Per-atom structure-identification results, grouped by structure type name. Written only when --export_structure_identification is enabled.

interface Atom {
    id: int;
    pos: Vec3;
    structure_id: int;
    structure_name: string;
    cluster_id: int;
    topology_name?: string;   // present only when known
}

interface PerAtomProperty {
    id: int;
    structure_id: int;
    structure_name: string;
    cluster_id: int;
    topology_name?: string;
}

interface AtomsOutput {
    export: {
        AtomisticExporter: Record<string, Atom[]>;  // keyed by structure name
        ChartExporter: {
            structure_counts: {
                structure_name: string[];
                atom_count: int[];
            };
        };
    };
    main_listing: {
        total_atoms: int;
        structure_count: int;
        clustered_atoms: int;
        unclustered_atoms: int;
    };
    sub_listings: {
        structures: {
            structure_id: int;
            structure_name: string;
            atom_count: int;
        }[];
    };
    "per-atom-properties": PerAtomProperty[];
}

`{outputBase}_coherent_crystalline_regions.parquet`

Atoms grouped into coherent crystalline regions (clusters). Written only when --export_coherent_crystalline_regions is enabled.

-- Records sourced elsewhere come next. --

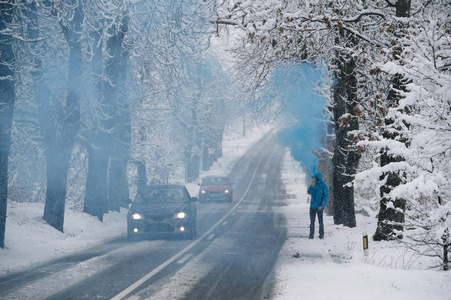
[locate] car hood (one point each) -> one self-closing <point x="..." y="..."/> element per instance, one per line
<point x="214" y="188"/>
<point x="159" y="208"/>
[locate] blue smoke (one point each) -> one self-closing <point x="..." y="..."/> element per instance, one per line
<point x="296" y="84"/>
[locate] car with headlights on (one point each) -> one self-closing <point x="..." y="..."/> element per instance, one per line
<point x="216" y="188"/>
<point x="162" y="211"/>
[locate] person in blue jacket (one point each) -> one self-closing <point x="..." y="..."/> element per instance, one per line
<point x="320" y="196"/>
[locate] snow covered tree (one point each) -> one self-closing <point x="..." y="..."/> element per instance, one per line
<point x="7" y="99"/>
<point x="107" y="187"/>
<point x="338" y="32"/>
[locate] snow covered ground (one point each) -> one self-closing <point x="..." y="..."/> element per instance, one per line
<point x="342" y="270"/>
<point x="333" y="268"/>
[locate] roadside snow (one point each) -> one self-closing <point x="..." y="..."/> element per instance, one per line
<point x="333" y="268"/>
<point x="336" y="267"/>
<point x="30" y="241"/>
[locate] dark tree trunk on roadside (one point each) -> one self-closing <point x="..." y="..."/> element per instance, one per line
<point x="118" y="190"/>
<point x="7" y="100"/>
<point x="107" y="139"/>
<point x="345" y="159"/>
<point x="59" y="142"/>
<point x="142" y="175"/>
<point x="391" y="217"/>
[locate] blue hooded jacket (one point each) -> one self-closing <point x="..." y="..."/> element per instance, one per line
<point x="319" y="192"/>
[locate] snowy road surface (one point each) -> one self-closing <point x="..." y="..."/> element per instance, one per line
<point x="232" y="258"/>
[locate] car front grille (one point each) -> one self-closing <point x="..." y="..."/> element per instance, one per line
<point x="158" y="228"/>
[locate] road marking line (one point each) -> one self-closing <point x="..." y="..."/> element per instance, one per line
<point x="155" y="271"/>
<point x="184" y="258"/>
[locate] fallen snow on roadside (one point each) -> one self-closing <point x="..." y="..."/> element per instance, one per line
<point x="336" y="267"/>
<point x="30" y="241"/>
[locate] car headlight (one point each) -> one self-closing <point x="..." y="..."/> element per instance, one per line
<point x="137" y="217"/>
<point x="180" y="215"/>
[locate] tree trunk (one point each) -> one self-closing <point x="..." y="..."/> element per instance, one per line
<point x="96" y="184"/>
<point x="7" y="100"/>
<point x="391" y="217"/>
<point x="108" y="138"/>
<point x="142" y="175"/>
<point x="118" y="190"/>
<point x="58" y="156"/>
<point x="345" y="159"/>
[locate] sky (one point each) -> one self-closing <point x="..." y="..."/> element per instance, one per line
<point x="333" y="268"/>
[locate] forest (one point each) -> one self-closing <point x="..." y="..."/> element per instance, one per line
<point x="98" y="98"/>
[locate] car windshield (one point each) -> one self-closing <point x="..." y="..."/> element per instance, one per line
<point x="160" y="195"/>
<point x="214" y="181"/>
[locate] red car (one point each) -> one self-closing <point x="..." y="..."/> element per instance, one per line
<point x="216" y="188"/>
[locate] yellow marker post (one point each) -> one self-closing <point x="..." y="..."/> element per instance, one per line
<point x="365" y="244"/>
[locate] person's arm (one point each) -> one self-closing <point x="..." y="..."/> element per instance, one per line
<point x="326" y="195"/>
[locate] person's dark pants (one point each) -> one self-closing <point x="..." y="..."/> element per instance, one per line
<point x="313" y="213"/>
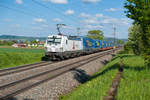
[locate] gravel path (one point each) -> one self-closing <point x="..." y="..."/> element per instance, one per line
<point x="52" y="89"/>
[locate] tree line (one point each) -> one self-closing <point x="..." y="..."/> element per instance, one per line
<point x="139" y="33"/>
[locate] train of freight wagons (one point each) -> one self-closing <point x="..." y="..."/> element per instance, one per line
<point x="60" y="47"/>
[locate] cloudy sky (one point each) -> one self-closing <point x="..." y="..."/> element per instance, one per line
<point x="39" y="17"/>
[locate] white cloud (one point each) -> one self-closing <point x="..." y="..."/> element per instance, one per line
<point x="19" y="1"/>
<point x="57" y="1"/>
<point x="67" y="27"/>
<point x="93" y="26"/>
<point x="69" y="12"/>
<point x="84" y="15"/>
<point x="44" y="25"/>
<point x="40" y="20"/>
<point x="57" y="20"/>
<point x="110" y="20"/>
<point x="91" y="20"/>
<point x="91" y="1"/>
<point x="99" y="15"/>
<point x="7" y="20"/>
<point x="112" y="9"/>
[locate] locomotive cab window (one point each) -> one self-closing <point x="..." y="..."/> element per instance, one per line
<point x="54" y="40"/>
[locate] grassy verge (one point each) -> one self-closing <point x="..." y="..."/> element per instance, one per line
<point x="135" y="84"/>
<point x="97" y="86"/>
<point x="10" y="57"/>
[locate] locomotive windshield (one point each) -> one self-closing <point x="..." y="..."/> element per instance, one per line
<point x="54" y="40"/>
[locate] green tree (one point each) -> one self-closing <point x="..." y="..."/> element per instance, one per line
<point x="135" y="39"/>
<point x="95" y="34"/>
<point x="139" y="11"/>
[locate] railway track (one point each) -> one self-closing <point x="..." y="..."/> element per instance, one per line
<point x="13" y="88"/>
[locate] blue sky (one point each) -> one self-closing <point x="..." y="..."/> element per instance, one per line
<point x="39" y="17"/>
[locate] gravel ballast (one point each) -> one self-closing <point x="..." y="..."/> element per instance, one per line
<point x="64" y="83"/>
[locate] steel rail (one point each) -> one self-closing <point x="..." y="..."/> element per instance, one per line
<point x="41" y="81"/>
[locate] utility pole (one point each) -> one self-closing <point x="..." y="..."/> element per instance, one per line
<point x="58" y="28"/>
<point x="78" y="31"/>
<point x="114" y="28"/>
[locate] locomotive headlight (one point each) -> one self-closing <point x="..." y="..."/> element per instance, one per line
<point x="61" y="48"/>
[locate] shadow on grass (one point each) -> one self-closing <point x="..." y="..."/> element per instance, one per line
<point x="14" y="98"/>
<point x="123" y="56"/>
<point x="82" y="77"/>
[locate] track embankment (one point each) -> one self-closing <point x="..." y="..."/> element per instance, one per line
<point x="57" y="78"/>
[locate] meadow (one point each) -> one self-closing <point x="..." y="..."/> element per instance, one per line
<point x="11" y="57"/>
<point x="97" y="85"/>
<point x="134" y="84"/>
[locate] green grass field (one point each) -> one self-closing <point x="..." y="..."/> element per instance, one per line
<point x="97" y="86"/>
<point x="11" y="57"/>
<point x="134" y="85"/>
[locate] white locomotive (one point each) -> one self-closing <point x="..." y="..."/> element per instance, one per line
<point x="61" y="46"/>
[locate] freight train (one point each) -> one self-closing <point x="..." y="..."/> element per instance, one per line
<point x="59" y="47"/>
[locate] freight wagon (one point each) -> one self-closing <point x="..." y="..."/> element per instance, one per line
<point x="59" y="47"/>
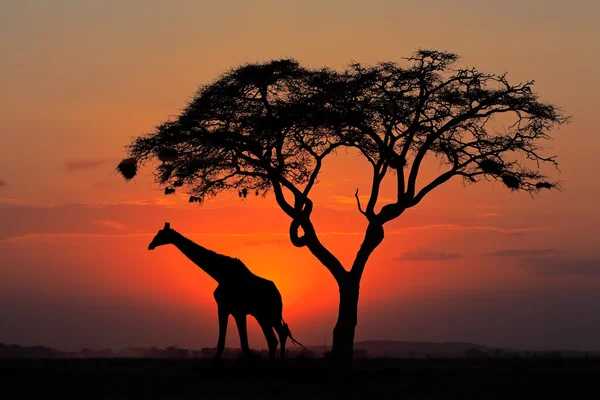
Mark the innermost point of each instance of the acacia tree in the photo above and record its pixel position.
(268, 126)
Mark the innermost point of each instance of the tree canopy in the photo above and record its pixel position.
(269, 126)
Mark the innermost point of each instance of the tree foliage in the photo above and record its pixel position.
(268, 126)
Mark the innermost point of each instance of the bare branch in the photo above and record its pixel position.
(358, 203)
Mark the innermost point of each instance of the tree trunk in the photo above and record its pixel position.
(343, 334)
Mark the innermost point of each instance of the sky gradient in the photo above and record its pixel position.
(478, 263)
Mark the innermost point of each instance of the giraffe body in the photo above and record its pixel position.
(240, 293)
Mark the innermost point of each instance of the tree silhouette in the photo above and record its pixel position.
(268, 126)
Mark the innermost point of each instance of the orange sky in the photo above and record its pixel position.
(77, 80)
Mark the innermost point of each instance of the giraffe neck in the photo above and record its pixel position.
(210, 262)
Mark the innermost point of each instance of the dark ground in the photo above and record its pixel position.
(372, 379)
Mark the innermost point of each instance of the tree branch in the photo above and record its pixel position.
(358, 203)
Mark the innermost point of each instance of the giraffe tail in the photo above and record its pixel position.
(289, 333)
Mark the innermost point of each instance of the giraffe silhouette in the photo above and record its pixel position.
(239, 293)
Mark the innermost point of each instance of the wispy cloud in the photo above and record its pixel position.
(521, 252)
(457, 227)
(266, 242)
(79, 165)
(350, 201)
(110, 224)
(564, 266)
(427, 255)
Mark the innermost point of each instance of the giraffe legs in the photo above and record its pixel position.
(240, 320)
(282, 332)
(267, 328)
(223, 317)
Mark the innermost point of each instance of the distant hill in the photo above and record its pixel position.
(400, 349)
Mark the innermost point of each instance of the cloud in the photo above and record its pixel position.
(457, 227)
(266, 242)
(427, 255)
(110, 224)
(521, 252)
(83, 164)
(564, 266)
(345, 202)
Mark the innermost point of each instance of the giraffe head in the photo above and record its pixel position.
(162, 237)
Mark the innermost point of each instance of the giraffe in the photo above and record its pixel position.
(239, 293)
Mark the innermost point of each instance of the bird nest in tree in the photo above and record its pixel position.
(128, 168)
(544, 185)
(490, 166)
(166, 155)
(511, 181)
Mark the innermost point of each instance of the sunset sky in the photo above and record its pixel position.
(79, 79)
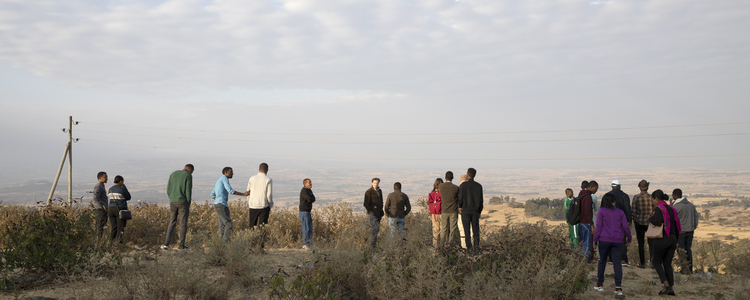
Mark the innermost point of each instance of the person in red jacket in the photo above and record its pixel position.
(435, 202)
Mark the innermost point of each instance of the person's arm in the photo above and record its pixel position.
(269, 193)
(407, 204)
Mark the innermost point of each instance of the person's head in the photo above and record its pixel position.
(593, 186)
(608, 200)
(449, 176)
(658, 195)
(677, 194)
(307, 183)
(584, 184)
(227, 171)
(102, 177)
(437, 182)
(643, 185)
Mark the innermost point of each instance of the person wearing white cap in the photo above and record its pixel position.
(623, 203)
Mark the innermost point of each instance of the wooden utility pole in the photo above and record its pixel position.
(69, 155)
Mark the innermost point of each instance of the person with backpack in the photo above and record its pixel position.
(586, 226)
(572, 228)
(611, 230)
(665, 246)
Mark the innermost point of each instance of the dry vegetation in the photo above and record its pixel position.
(53, 253)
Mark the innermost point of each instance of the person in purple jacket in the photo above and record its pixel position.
(612, 226)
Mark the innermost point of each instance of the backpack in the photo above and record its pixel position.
(573, 217)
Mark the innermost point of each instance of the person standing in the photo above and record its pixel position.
(688, 216)
(623, 203)
(397, 206)
(612, 226)
(260, 199)
(180, 193)
(220, 194)
(118, 196)
(100, 203)
(449, 210)
(374, 206)
(586, 226)
(470, 204)
(664, 247)
(435, 203)
(642, 208)
(306, 199)
(572, 229)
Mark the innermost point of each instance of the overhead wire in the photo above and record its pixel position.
(425, 134)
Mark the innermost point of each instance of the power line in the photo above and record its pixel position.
(426, 134)
(429, 159)
(430, 142)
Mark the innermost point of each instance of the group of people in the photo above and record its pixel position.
(607, 227)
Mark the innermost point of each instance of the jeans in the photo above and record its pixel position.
(613, 250)
(470, 221)
(225, 221)
(306, 219)
(101, 221)
(685, 241)
(259, 216)
(448, 228)
(117, 224)
(587, 238)
(397, 224)
(640, 233)
(663, 254)
(375, 228)
(181, 211)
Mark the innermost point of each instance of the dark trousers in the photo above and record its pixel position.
(686, 242)
(101, 221)
(614, 251)
(470, 221)
(374, 229)
(177, 210)
(640, 233)
(663, 254)
(117, 224)
(225, 221)
(259, 216)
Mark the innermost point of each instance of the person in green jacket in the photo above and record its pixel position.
(179, 191)
(572, 229)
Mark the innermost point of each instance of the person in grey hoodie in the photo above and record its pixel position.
(100, 203)
(688, 215)
(118, 196)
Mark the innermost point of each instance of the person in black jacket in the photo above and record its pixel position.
(470, 204)
(118, 196)
(374, 205)
(306, 199)
(622, 201)
(665, 247)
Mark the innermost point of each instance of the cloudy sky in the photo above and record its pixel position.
(375, 84)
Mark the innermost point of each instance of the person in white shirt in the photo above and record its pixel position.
(260, 199)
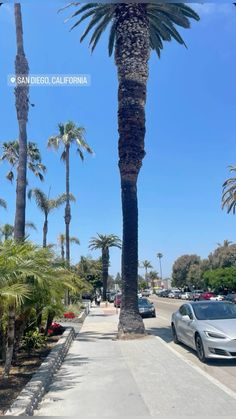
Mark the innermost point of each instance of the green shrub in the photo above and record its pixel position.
(33, 340)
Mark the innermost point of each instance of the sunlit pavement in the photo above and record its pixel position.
(222, 370)
(103, 376)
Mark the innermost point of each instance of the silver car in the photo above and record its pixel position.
(209, 327)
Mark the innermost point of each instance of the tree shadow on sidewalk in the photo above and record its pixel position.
(92, 336)
(162, 332)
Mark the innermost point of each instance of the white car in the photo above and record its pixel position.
(185, 296)
(217, 298)
(209, 327)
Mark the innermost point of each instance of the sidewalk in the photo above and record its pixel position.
(102, 376)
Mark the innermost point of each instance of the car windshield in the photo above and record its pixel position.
(142, 302)
(214, 311)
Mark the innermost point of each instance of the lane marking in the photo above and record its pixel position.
(205, 374)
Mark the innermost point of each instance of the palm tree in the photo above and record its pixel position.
(22, 109)
(136, 29)
(3, 203)
(146, 265)
(104, 242)
(61, 241)
(153, 275)
(34, 162)
(47, 205)
(7, 230)
(27, 270)
(229, 193)
(160, 256)
(69, 134)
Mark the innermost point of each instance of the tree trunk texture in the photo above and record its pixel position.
(50, 318)
(2, 335)
(10, 340)
(67, 215)
(22, 108)
(45, 231)
(131, 54)
(105, 265)
(67, 208)
(20, 325)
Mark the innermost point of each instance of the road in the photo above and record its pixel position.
(222, 370)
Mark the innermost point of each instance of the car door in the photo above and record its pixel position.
(188, 330)
(180, 322)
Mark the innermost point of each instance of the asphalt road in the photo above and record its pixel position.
(222, 370)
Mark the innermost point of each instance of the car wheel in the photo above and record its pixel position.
(200, 348)
(174, 333)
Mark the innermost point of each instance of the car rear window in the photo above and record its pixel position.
(214, 311)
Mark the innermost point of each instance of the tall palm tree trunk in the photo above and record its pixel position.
(22, 108)
(62, 252)
(67, 208)
(67, 214)
(45, 231)
(105, 265)
(10, 339)
(132, 54)
(2, 333)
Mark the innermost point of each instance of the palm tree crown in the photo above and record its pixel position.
(44, 203)
(3, 203)
(229, 193)
(70, 133)
(47, 205)
(104, 241)
(34, 162)
(161, 19)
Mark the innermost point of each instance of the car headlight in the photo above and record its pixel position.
(214, 335)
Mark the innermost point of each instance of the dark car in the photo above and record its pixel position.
(146, 308)
(117, 300)
(164, 293)
(206, 295)
(111, 296)
(195, 295)
(231, 298)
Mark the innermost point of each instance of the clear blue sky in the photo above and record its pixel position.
(190, 140)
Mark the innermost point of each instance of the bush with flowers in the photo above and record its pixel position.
(55, 329)
(69, 315)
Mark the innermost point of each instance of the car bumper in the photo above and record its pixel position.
(217, 349)
(148, 314)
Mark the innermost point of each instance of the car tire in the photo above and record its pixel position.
(200, 349)
(174, 334)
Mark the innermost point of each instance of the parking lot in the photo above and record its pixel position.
(222, 370)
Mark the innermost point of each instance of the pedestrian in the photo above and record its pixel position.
(98, 299)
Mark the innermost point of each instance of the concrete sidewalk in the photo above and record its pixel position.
(102, 376)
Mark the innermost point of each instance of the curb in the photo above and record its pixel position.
(34, 390)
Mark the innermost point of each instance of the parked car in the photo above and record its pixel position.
(185, 295)
(206, 295)
(195, 295)
(230, 297)
(218, 298)
(146, 308)
(111, 296)
(174, 294)
(117, 300)
(164, 293)
(209, 327)
(146, 292)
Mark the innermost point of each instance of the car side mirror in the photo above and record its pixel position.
(186, 317)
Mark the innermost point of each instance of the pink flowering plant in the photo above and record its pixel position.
(55, 329)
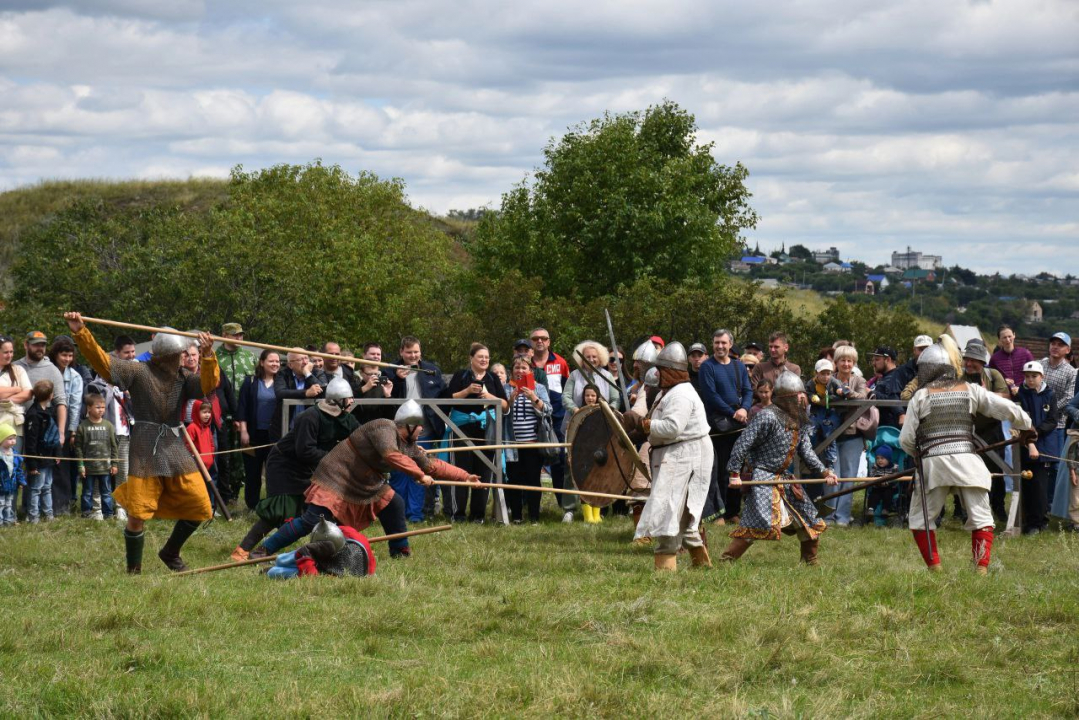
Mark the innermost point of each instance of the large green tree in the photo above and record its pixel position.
(622, 198)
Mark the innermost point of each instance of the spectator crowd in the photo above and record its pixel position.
(60, 425)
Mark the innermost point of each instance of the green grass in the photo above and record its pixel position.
(541, 621)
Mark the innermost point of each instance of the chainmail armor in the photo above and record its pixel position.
(948, 426)
(158, 397)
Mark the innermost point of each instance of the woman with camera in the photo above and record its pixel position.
(474, 382)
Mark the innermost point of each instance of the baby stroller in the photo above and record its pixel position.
(890, 499)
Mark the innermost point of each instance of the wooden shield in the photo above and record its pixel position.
(600, 459)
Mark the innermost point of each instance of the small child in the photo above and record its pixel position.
(763, 395)
(590, 395)
(96, 447)
(882, 498)
(40, 437)
(202, 434)
(11, 474)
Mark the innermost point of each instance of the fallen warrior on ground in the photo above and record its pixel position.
(350, 485)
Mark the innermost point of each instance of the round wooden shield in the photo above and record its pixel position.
(599, 458)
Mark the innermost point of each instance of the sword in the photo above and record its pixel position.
(614, 349)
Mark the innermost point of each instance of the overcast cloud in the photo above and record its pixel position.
(948, 126)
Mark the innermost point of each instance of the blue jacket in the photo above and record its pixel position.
(724, 389)
(431, 386)
(1041, 406)
(9, 481)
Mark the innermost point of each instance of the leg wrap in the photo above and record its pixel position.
(981, 544)
(927, 543)
(133, 546)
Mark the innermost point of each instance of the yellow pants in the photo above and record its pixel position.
(179, 498)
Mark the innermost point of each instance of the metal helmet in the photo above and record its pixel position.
(327, 530)
(166, 343)
(409, 413)
(645, 353)
(788, 383)
(338, 390)
(673, 356)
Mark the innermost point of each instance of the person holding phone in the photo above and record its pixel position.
(473, 382)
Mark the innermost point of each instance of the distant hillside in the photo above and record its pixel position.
(26, 206)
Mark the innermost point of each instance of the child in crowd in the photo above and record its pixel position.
(203, 435)
(11, 474)
(590, 396)
(42, 438)
(763, 395)
(1039, 402)
(97, 449)
(882, 498)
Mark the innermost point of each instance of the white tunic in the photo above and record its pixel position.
(681, 463)
(965, 469)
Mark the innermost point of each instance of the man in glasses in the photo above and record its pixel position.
(558, 371)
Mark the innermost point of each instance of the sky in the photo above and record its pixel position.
(951, 127)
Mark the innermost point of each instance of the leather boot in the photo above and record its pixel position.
(809, 552)
(735, 549)
(700, 557)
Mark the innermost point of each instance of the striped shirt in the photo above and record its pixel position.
(523, 417)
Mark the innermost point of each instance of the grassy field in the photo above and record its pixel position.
(541, 621)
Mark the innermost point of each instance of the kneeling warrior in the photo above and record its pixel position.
(939, 435)
(350, 484)
(331, 551)
(295, 458)
(681, 461)
(163, 480)
(768, 445)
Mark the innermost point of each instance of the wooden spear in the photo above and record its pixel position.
(530, 488)
(271, 558)
(249, 343)
(205, 473)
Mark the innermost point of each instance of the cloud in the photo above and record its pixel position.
(946, 126)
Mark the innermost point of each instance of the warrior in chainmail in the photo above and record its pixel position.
(768, 445)
(939, 435)
(163, 480)
(350, 485)
(681, 463)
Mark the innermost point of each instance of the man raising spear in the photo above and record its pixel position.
(163, 480)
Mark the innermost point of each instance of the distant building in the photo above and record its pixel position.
(831, 255)
(914, 259)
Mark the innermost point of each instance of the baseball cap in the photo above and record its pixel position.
(1034, 366)
(885, 351)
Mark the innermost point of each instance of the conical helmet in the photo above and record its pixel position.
(166, 343)
(327, 530)
(409, 413)
(788, 383)
(645, 354)
(673, 356)
(338, 390)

interface CoherentRegion {
    cluster_id: int;
    cluster_name: string;        // e.g. "Cluster 12"
    atom_count: int;
    structure_id: int;
    structure_name: string;
    topology_name: string;
}

interface CoherentRegionAtom {
    id: int;
    pos: Vec3;
    structure_id: int;
    structure_type: int;
    structure_name: string;
    cluster_id: int;
    topology_name?: string;      // present only when known
}

interface CoherentCrystallineRegionsOutput {
    main_listing: {
        total_atoms: int;
        coherent_region_count: int;
        assigned_atoms: int;
        unassigned_atoms: int;
        largest_region_size: int;
    };
    sub_listings: {
        coherent_crystalline_regions: CoherentRegion[];
    };
    export: {
        AtomisticExporter: Record<string, CoherentRegionAtom[]>;  // keyed by cluster name
    };
}